Sunday, September 7, 2008

spiritually excited and tired at the same time

Haha is it possible to be spiritually excited and tired at the same time?

I'm super psyched out to serve in G-Kidz today, even if it was just for a day. It was a good experience haha and I'm so glad that we were able to put across what we needed to teach, and more importantly, to be able to put it across in such a way that the kids understood - Huiting: Babe, if you're reading this - JOB WELL DONE!! Thank God for ya babe! You caught the baton everytime I was lagging haha. Hope that I will get to do again with ya soon! heh brainstorming about a modern version of Luke 12 yesterday and this morning was fun!!

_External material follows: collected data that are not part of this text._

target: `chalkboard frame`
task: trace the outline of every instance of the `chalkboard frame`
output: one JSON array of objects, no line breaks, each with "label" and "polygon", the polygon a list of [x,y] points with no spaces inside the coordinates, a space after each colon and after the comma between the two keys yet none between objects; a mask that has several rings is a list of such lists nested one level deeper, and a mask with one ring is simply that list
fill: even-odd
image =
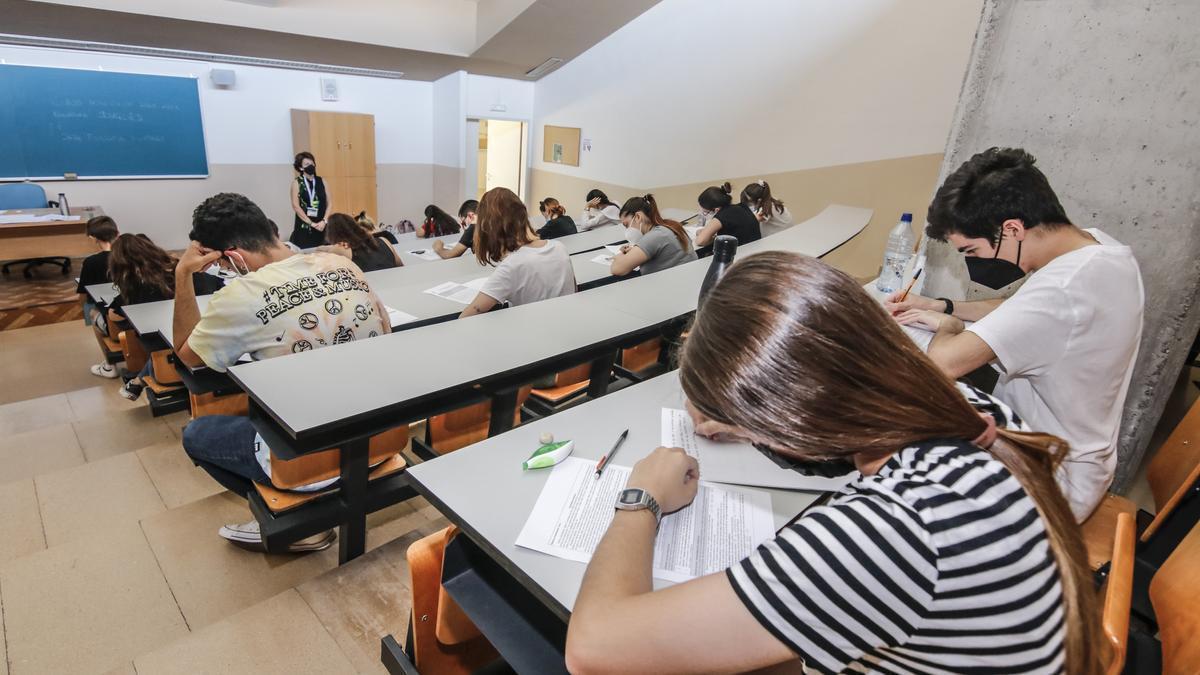
[{"label": "chalkboard frame", "polygon": [[[206,179],[210,176],[209,152],[208,152],[208,136],[205,133],[204,124],[204,106],[201,102],[200,95],[200,80],[195,75],[164,75],[161,73],[147,73],[127,70],[111,70],[104,68],[70,68],[58,65],[31,64],[31,63],[12,63],[5,62],[0,64],[0,67],[12,66],[19,68],[44,68],[47,70],[56,71],[74,71],[78,73],[96,73],[105,75],[132,75],[138,77],[150,77],[173,80],[187,80],[192,83],[191,92],[195,95],[196,117],[199,121],[200,147],[202,153],[202,161],[204,165],[203,173],[130,173],[130,174],[51,174],[51,175],[2,175],[0,174],[0,183],[21,183],[29,181],[38,182],[72,182],[72,181],[105,181],[105,180],[196,180]],[[190,100],[189,100],[190,103]]]}]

Haha just jumping and singing for God in omega room 1 made me feel like a kid back in sunday school again. God brought back some unhappy memories but it was for a good reason and I'm glad that He did. I remembered how back then in primary 4, back in my family church, COS, I just simply couldn't click with the rest of my friends in the same level and would sometimes just hide in the toilet for 2 hours or wander around in the building, until my mom finished her service, feeling that loneliness, that helplessness, even though I knew that God was right there with me all the time. Through this, I could understand how the kids might be feeling and to take notice especially during the entire process. But just as I was standing there, I felt God's heart for the children, a burden heavier than before, now on my heart.

Jesus loves his little children
All the children of the world
Red and yellow, black and white
All are precious in His sight
Jesus loves His little children of the world

Jesus really loves every single child He brought into this world. He does so much.

Yet at the same time, other issues at hand bog me down. Committed it all to God at the altar and He showed me a super corny scene. But the word that He spoke to me through Jiarong was the best - "Beautiful". Hahaha not about myself la (but of course, I am beautiful =P) but something that God has blessed me with, which is coming to a year in mid-Sept (haha ppl who know what I'm talking about will know what I'm saying). And the anointing from God makes me feel even more burdened now. God, rekindle the fire. Strike the spark once more in us. We wanna make it last. Set our hearts ablaze. And God, guide me to do the right thing at the right time.

Many reflections to be done. Will blog another time soon.